"You are very generous, but I cannot accept alms, thank you."
With an apology for having so long detained him, Ellison continued his walk down the beach. Hong Kong Joe was in his boat-building yard, laying the keel of a new lugger. Approaching him he came to the point straight away:
"I am in search of work. Have you any to give me?"
The boat-builder straightened himself up, looked his questioner in the face, ran his eye round the tattered shirt, and arrived at the moleskin trousers. When he got higher up the bruised eye seemed to decide him.
"Not with that eye, thank you," he said. "When I want one, I can get my pick of fighting-men in the settlement without employing a stranger."
"Then you don't want me?"
"No, thank you."
"You can't put me in the way of finding any employment, I suppose? God knows I want it pretty badly."
"Try Mah Poo's store on the Front. I heard him say yesterday he wanted a steady, respectable chap, so you should just about qualify. No harm in trying, anyway."
Thanking him for his advice, and ignoring the sarcasm contained in it, Ellison walked on to the Chinaman's shop.

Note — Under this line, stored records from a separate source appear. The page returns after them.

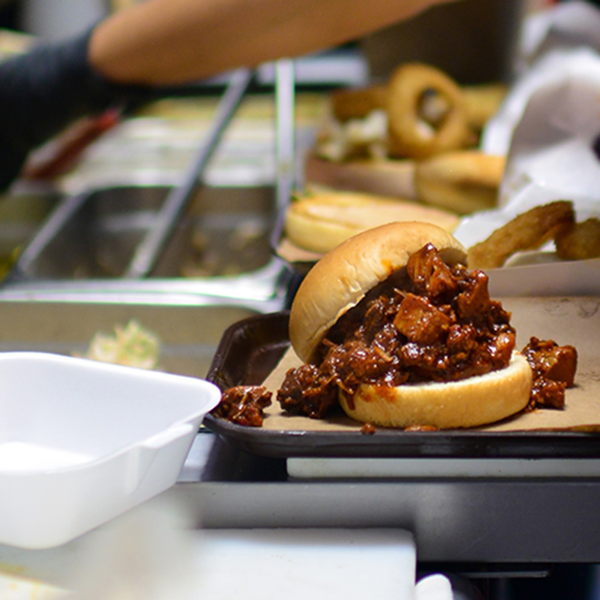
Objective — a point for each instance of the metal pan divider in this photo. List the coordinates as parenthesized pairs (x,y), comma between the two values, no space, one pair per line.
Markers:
(150,248)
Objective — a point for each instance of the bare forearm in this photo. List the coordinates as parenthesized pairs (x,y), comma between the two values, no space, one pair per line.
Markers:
(173,41)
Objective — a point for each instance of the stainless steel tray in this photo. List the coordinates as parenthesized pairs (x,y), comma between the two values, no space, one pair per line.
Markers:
(94,235)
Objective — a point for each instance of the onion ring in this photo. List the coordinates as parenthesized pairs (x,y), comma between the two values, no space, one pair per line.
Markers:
(527,231)
(410,135)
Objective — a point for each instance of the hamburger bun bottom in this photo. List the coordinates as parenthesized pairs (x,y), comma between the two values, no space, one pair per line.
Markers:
(471,402)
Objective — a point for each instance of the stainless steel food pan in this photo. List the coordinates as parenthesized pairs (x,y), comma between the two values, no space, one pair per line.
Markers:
(94,235)
(189,335)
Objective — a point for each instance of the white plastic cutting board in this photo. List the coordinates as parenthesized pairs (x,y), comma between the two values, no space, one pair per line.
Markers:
(145,554)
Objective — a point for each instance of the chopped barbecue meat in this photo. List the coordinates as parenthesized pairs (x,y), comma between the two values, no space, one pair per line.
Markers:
(307,391)
(553,369)
(244,405)
(420,321)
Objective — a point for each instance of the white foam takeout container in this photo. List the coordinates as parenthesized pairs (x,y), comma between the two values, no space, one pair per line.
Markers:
(82,442)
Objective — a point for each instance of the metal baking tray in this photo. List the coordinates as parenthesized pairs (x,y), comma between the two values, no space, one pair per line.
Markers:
(250,350)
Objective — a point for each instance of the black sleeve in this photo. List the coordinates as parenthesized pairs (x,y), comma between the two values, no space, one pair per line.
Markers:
(46,89)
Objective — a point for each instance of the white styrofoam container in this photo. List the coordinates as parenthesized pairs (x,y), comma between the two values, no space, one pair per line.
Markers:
(82,442)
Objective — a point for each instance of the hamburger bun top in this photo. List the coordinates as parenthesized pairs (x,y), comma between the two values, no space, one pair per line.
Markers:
(342,278)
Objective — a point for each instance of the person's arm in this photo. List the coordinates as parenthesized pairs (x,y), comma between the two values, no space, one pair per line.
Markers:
(138,52)
(174,41)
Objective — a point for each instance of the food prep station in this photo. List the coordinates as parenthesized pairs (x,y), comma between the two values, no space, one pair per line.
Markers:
(481,507)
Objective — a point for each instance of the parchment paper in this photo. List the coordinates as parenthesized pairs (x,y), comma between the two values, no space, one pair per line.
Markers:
(574,321)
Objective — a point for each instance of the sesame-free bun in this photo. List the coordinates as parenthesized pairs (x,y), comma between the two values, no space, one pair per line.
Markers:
(320,222)
(341,279)
(470,402)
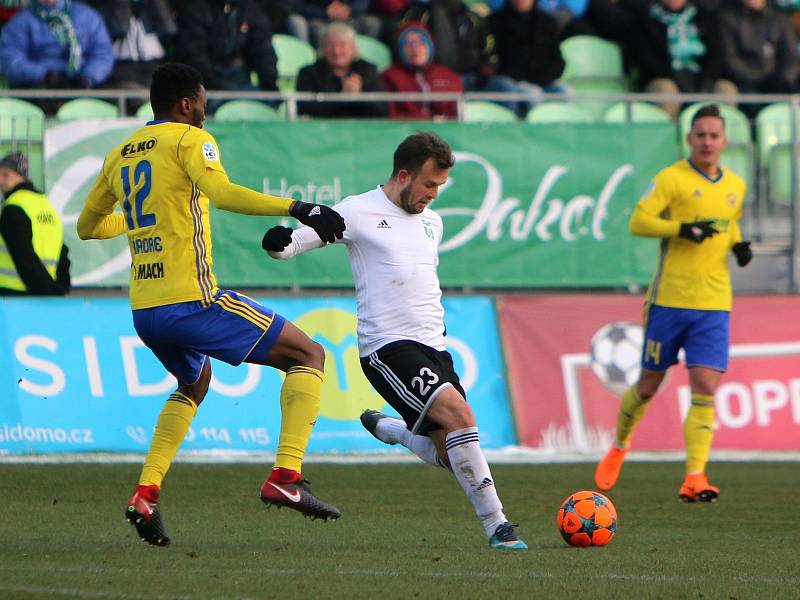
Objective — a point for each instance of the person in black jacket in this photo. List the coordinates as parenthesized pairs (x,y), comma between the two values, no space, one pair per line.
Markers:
(227,40)
(677,48)
(340,70)
(18,257)
(759,48)
(527,42)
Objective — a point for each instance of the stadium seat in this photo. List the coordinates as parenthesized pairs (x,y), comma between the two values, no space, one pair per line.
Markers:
(22,130)
(374,51)
(558,112)
(476,111)
(590,57)
(593,67)
(86,108)
(293,54)
(640,112)
(145,112)
(774,142)
(18,118)
(738,156)
(245,110)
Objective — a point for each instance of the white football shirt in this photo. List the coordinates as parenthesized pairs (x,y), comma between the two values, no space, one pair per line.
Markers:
(393,256)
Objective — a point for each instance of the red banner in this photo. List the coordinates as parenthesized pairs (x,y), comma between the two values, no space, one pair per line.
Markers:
(564,354)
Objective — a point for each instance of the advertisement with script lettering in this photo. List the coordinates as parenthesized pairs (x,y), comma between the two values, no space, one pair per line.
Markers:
(76,378)
(525,206)
(570,356)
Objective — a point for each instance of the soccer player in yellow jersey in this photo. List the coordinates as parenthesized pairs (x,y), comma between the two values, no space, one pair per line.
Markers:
(163,177)
(695,207)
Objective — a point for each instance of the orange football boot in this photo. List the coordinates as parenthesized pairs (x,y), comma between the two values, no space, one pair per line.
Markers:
(607,472)
(696,487)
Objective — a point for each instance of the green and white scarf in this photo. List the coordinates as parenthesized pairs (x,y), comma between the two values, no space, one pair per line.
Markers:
(683,36)
(59,20)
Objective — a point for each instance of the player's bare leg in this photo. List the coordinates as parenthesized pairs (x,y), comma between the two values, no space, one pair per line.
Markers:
(698,432)
(174,421)
(633,405)
(394,431)
(459,446)
(303,361)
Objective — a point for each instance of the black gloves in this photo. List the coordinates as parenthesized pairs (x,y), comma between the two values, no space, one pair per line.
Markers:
(743,253)
(276,239)
(328,224)
(697,231)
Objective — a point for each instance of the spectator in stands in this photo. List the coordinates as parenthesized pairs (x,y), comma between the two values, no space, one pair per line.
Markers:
(33,257)
(227,40)
(676,48)
(321,13)
(568,15)
(415,71)
(391,13)
(8,8)
(527,42)
(56,44)
(465,45)
(340,70)
(140,30)
(759,48)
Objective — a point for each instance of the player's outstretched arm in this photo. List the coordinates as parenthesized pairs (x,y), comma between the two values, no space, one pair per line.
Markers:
(328,223)
(232,197)
(644,224)
(97,226)
(97,220)
(283,242)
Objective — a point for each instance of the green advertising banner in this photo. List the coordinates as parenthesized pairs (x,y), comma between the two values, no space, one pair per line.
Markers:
(525,206)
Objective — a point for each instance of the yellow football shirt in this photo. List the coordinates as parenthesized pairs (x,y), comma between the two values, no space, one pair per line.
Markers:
(692,275)
(152,175)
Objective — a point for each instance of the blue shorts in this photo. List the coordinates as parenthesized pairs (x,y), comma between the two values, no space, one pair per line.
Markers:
(230,329)
(703,334)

The Celestial was even less complimentary than the boat-builder, for without waiting to answer the applicant's inquiries, he went into his house and slammed the door. At any time it hurts to have a door banged in one's face, but when it is done by a Chinaman the insult is double-edged. Ellison, however, meekly pocketed the affront and continued his walk. He tried two or three other places, with the same result—nobody wanted him. Those who might have given him work were dissuaded by the bruises; while those who had no intention of doing so, advised him to desist from his endeavours until they had passed away. He groaned at the poverty of his luck, and walked down the hill to the end of the new jetty, to stare into the green water whose colour contrasted so well with the saffron sands and the white wings of the wheeling gulls.